Enter funky tooth. A visit to the dentist would reveal an infection had set in. Antibiotics were prescribed. He also gave me a referral to an oral surgeon to discuss extraction of the offending tooth. An appointment was scheduled for two weeks away. Argh.
The treatment that week was postponed again even though I was on antibiotics. Until the tooth is extracted I won't get the mega-dyna-whoppin' dosage. As I understand it, chemo suppresses the immune system. Something minor, even though being treated, could knock my body way off kilter and send me to the hospital with a deeper, more serious infection that is harder to treat.
UGH! This news sent my mind reeling and panic set in.Surely without that mega treatment my cancer would grow, metastasize and cripple my healing. I sat with one of the nurses and sobbed. She reminded me that in a week my platelets had more than tripled.This year has been filled with so many set backs. It is proof that you cannot count on things going as planned.
I did get the Herceptin treatment. It doesn't compromise my immune system, apparently. It helped me feel that something was still being done to inhibit the growth. Even with that treatment I still fretted. It was hard for me not to concern myself with all the things that could be going on in my body without the consistent treatments. But what could I do? Worrying was pointless, I convinced myself.
Focus on something positive. Yes. What is good about this hiccup in my treatment plan? Well, my energy level seemed higher. My appetite seemed normal. I could taste the food being consumed. The weather was warming and sunny. It seemed there was a blessing in disguise in my midst. Was I being granted a taste of what life will soon be again when all the treatments are over and I am clear of cancer? That is what I choose to believe. Rather than wallow in sadness over what could not be, I reveled in the gift being given.

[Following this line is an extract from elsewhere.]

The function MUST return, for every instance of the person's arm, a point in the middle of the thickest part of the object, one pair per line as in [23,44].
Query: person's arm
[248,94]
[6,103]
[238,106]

I decided to utilize the return of my energy. After dropping my son at Kankakee Community College, I set off on the trail behind the school along the river. Along the 2.5 mile walk I took many photos. My head was cleared of negativity while my smartphone was being filled with the beauty of the sights. Upon returning home, my neighbor lady was raking leaves at her home on the property of the Methodist church where her husband is the pastor. She called out to me asking if I had the day off work. I shared that I've been in medical leave. She dropped her rake and walked over. In our conversation I learned that her mother is a breast cancer survivor. After about an hour of chatting she asked if she could pray with me. Such an invitation always makes me cry. We've passed one another a lot over a few months, but never have we had a lengthy talk. There was still worry in my mind over the lapse in my treatments, but the conversation with her put me at ease. I was reminded to have faith...to hold true.
That walk was so refreshing that I felt compelled to walk at another location the following day. Again, numerous photos were taken. Perry Farm path leads to the river. The trail there is tree lined which provided a much needed canopy of protection from the sunshine. It was quite a bit warmer. Vitamin D is recommended through this journey. It will be winter soon and the days to stroll along in the sunshine will be but a memory.
I have not been the world's most patient person. This journey is proving to be more life altering than I thought it would be. A year of treatments seems like an eternity. It is all about perspective. As cliche as it sounds, taking each day as it comes and learning to adjust is my salvation.